NORTH FULTON, Ga. – Board of Education members from North Fulton are questioning enrollment projections that forecast fewer than 800 new students into area schools over the next five years, saying the rise in new construction does not support the low numbers.
By the 2018-19 school year, enrollment in North Fulton is projected to increase by 795 students, going from 50,201 students this year to 50,996 over five years.
In contrast, South Fulton could add nearly 4,300 new students and Sandy Springs an additional 2,067 students in the same time frame.
The five-year enrollment projections were released during a March 11 meeting of the Fulton Board of Education and are used for future construction/renovation planning.
“The enrollment drives so many of our processes, both within the general and capital [construction] fund,” said Patrick Burke, deputy superintendent of operations. “So think of [enrollment projections] as a chapter in a book, and an early chapter…we’ve got several chapters to go.”
But for Fulton Board of Education members Katie Reeves of Alpharetta and Linda McCain of Johns Creek, this chapter is a bit thin.
More than 4,000 housing units in various stages of development in North Fulton are currently being tracked by school planners. Adding to that, Reeves says are the many empty-nesters who are on the cusp of moving.
“We have a large number of neighborhoods with people who have kids in their 20s and they’ve been just waiting for the market to recover to sell their house,” said Reeves. “So I’m not sure the assumption of shrinking [growth] is entirely accurate.”
For school system planners, it’s hard to argue with success. Since revising their forecasting methodology 14 years ago, the system has been extremely precise in projecting enrollment. Last year, system planners came within a tenth of 1 percent in projecting a population of just over 95,000 students this year.

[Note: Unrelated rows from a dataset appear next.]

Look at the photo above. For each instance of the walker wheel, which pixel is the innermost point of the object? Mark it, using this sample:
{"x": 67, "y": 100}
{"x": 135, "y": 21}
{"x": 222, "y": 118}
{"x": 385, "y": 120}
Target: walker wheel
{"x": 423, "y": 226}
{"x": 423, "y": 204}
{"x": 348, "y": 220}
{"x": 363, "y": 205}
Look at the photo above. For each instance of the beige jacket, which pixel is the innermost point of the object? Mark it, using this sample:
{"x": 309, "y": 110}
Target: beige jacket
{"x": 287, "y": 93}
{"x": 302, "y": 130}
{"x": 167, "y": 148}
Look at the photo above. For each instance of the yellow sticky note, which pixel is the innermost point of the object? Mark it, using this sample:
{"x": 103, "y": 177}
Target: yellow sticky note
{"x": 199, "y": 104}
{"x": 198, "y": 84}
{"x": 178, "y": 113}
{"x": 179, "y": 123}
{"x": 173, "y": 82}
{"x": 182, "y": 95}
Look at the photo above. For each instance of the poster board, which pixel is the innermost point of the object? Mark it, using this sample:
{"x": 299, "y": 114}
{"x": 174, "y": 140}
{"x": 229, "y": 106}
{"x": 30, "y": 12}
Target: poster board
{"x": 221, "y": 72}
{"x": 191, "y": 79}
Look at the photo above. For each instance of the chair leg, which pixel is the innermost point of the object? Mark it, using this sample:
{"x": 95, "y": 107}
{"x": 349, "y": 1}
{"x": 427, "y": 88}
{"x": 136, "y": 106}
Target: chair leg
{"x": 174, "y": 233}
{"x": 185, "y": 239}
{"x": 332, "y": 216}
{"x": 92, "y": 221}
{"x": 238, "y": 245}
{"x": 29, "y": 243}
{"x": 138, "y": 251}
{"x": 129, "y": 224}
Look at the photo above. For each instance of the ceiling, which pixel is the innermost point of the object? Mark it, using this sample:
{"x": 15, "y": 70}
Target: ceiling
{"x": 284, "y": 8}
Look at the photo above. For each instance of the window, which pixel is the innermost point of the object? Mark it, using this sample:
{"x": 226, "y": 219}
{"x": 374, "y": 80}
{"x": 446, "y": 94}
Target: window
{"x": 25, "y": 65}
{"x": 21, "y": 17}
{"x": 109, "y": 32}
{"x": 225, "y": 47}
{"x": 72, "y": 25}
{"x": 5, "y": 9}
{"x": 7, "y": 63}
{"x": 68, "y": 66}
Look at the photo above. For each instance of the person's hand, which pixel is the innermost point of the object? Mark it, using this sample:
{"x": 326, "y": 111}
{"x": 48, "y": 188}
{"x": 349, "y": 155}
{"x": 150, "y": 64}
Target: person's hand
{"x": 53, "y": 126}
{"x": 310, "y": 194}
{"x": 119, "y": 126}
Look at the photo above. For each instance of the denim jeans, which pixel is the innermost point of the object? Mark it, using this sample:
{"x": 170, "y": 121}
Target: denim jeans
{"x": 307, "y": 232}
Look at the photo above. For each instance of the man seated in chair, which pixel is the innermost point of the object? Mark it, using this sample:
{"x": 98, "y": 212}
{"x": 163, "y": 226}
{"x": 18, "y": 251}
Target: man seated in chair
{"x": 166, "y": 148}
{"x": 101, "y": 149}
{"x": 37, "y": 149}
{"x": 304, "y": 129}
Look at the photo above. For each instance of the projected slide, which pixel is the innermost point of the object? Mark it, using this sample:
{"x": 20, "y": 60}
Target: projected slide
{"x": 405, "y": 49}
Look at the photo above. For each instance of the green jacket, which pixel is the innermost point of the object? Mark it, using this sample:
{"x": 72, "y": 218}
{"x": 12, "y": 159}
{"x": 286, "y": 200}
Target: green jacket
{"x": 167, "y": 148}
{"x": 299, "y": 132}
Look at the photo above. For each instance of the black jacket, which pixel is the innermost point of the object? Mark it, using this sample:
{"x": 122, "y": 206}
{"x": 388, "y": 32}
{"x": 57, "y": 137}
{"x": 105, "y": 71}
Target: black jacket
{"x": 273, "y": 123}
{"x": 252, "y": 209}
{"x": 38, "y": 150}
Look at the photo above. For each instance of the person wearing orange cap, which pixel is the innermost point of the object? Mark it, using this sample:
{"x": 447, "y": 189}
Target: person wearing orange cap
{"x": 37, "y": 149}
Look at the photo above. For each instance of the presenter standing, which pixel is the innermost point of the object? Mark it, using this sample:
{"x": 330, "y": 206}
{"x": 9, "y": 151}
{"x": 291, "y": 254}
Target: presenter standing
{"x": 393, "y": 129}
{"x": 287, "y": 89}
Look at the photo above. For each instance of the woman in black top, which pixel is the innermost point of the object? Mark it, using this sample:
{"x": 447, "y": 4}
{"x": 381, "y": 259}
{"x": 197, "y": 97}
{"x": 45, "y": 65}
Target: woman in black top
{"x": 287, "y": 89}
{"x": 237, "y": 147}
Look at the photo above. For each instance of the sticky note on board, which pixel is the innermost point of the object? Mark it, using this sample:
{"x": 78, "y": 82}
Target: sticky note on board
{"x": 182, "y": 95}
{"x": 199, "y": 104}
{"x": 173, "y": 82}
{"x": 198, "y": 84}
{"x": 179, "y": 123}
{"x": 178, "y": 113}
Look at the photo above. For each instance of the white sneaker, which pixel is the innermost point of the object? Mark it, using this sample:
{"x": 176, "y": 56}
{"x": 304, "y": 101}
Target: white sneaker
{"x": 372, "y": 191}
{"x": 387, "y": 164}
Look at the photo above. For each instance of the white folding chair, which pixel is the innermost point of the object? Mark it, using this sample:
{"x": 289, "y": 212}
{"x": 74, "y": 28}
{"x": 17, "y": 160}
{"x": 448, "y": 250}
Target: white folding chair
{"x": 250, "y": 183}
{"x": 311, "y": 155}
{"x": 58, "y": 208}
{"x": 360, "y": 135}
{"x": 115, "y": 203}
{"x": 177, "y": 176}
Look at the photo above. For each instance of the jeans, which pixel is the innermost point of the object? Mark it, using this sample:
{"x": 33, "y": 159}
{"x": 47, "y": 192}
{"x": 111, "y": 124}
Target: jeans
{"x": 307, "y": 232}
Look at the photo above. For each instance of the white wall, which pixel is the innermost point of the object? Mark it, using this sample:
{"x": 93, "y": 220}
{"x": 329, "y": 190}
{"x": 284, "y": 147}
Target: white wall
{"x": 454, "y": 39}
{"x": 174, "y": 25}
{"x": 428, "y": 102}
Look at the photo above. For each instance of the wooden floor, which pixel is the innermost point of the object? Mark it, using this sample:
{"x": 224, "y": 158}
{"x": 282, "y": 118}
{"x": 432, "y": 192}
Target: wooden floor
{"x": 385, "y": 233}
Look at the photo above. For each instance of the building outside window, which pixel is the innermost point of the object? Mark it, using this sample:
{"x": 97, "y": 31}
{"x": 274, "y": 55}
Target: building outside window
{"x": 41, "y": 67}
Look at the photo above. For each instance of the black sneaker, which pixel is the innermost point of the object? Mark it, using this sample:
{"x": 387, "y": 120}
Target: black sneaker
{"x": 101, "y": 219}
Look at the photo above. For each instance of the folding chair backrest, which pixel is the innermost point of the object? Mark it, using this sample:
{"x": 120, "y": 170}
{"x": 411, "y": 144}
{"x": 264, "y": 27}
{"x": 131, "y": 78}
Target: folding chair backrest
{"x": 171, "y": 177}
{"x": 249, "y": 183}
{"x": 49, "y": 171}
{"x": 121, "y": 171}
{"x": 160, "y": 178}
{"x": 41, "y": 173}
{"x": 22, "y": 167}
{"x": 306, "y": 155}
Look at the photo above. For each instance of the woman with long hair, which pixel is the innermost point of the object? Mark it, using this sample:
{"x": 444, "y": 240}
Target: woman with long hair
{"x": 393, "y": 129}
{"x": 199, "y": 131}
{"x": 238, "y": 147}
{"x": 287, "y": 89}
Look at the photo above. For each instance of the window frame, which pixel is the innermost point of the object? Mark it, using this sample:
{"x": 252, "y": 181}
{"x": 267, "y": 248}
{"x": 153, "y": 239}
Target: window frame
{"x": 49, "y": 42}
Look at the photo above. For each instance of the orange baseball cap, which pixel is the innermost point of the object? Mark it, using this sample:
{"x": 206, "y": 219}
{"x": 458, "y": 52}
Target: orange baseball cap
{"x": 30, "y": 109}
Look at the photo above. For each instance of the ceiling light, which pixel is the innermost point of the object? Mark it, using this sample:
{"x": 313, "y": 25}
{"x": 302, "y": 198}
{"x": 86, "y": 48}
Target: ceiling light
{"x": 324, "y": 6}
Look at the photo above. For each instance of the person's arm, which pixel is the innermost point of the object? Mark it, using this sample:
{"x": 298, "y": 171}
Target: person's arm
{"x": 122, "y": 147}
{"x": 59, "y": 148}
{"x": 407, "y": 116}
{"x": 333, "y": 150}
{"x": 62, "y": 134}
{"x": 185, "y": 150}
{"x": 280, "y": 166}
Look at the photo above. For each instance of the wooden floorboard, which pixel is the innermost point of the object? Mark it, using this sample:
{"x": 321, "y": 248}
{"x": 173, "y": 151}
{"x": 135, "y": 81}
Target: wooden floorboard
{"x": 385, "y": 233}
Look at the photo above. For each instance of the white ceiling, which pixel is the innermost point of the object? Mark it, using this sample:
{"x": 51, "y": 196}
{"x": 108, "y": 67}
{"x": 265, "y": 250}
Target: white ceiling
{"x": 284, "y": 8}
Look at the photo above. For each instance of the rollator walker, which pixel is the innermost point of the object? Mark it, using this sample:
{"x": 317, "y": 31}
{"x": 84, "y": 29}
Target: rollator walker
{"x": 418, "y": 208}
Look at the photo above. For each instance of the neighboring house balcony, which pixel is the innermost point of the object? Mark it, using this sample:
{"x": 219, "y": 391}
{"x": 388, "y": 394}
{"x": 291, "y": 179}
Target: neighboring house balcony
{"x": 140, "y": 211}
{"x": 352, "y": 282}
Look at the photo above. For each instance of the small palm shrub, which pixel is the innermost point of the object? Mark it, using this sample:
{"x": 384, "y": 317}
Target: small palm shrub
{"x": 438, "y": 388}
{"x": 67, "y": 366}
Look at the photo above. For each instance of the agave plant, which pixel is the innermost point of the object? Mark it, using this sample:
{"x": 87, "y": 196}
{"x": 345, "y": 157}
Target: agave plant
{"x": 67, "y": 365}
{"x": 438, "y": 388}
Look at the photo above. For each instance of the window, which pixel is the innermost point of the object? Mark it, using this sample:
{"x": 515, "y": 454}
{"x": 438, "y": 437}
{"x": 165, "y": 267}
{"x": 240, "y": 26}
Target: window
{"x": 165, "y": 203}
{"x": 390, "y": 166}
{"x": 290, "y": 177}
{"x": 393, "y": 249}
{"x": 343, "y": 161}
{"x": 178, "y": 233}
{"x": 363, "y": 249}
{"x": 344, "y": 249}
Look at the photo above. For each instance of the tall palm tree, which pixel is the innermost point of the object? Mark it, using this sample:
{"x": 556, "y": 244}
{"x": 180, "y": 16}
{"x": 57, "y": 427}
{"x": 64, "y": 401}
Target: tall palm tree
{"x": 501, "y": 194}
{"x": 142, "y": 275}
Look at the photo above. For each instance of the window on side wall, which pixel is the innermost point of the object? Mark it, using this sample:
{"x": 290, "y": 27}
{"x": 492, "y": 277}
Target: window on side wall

Yngrid Huff, director of planning for Fulton Schools, said the school system uses the SchoolSite forecasting model used in 170 school districts nationwide. The system looks at existing students as they move from grade to grade, residential development and land use, as well as student migration and private school returns.
Enrollment is expected to slow in North Fulton through 2018, said Huff, particularly in the lower grades.
“The annual growth of 282 students last year [in North Fulton schools] was the smallest growth the region has experienced in the last 10 years,” said Huff. “Smaller incoming classes are replacing graduating classes, which causes the region to appear more stagnant in growth.”
She noted total enrollment in kindergarten classes is 800 students smaller on average than the eighth, ninth, 10th and 11th grade classes.
But Reeves maintains the sheer number of new housing developments raises concerns about the accuracy of the numbers over time.
“We have a lot of unplanned-for growth that is coming down the pike, and I do believe our numbers, particularly our high school numbers are very low,” said Reeves. “I’m not sure I’m in total agreement [with the projections].”